Why is the WTO and trade liberalization so vital to prosperity and stability? What are the arguments that will convince and rally our respective constituencies? There is no need to dwell on these thoughts in such distinguished and experienced company, but I will give some examples of what's at stake:

  • In economic terms, cutting barriers to trade in agriculture, manufacturing and services by a third would boost the world economy by US$613 billion. That's like adding an economy the size of Canada to the world economy.

  • Abolishing all trade barriers could boost global income by $US2.8 trillion and lift 320 million people out of poverty by 2015.

  • In development terms, the elimination of all tariff and non-tariff barriers could result in gains for developing countries in the order of $182 billion in the services sector, $162 billion in manufactures and $32 billion in agriculture.

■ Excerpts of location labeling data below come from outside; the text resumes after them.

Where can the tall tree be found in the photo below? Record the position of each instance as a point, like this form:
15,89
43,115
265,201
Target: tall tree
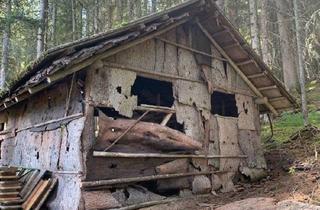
299,35
220,4
5,45
73,19
42,26
288,64
266,55
96,17
255,43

  • OECD agricultural subsidies in dollar terms are two-thirds of Africa's total GDP. Abolishing these subsidies would return three times all the ODA put together to developing countries. Kofi Annan wants $10 billion to fight Aids; that is just 12 days subsidies.

Our task — yours and mine — is to present these arguments to the public and seek the additional horsepower that their support can give to our trade negotiations. If these do not convince, we have an array of additional arguments:

  • All seven of the UN Millennium Development goals – in health, education, poverty, etc – would require US $54 billion annually, — just one third the estimate of developing country gains from trade liberalization.

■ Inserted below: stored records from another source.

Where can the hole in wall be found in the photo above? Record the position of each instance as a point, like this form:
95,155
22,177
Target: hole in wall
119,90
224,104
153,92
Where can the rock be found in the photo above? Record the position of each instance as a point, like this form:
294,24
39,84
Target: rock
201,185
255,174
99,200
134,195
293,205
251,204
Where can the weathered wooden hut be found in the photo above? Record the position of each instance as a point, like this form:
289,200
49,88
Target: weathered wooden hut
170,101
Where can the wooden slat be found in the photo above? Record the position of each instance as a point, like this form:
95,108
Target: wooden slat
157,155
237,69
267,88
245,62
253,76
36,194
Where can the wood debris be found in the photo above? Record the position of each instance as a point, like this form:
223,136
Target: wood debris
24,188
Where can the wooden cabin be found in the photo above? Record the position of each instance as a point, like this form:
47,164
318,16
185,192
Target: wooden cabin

  • Let me share one example from a book I read recently. Mongolians and Norwegians both paid the US about $23 million in tariffs last year. But Mongolia exported $143 million and Norway $5.2 billion, or 40 times as much. In effect, Mongolians paid 16 cents to sell the US a dollar's worth of sweaters and suits, while the Norwegians paid half a cent for every dollar's worth of gourmet smoke salmon, jet engine parts and North Sea crude.

  • For those concerned about the environment, studies suggest there are significant ecological benefits from removing fish subsidies.

Of course, countries need not wait until the conclusion of the Doha Development Round to commence reforms or liberalize trade. For instance, trade facilitation, according to APEC and UNCTAD studies, will generate huge returns. Market access opportunities do not help if trucks are held up at borders for days due to bureaucratic delays. Domestic red-tape and bad governance, wherever it occurs, in developed and developing countries or economies in transition, is costly and corrosive.

The Doha Development Agenda will define international trading relations for the first part of this new century. We need to ensure that all countries have the opportunity to benefit from the Doha Development Agenda and to help shape the future of the multilateral trading system. Our Conference today marks yet another important stage in the integration of countries of this region into the multilateral trading system. Beyond these few opening remarks, I welcome the opportunity to explore with you specific challenges and opportunities faced by your countries in the four working sessions in front of us.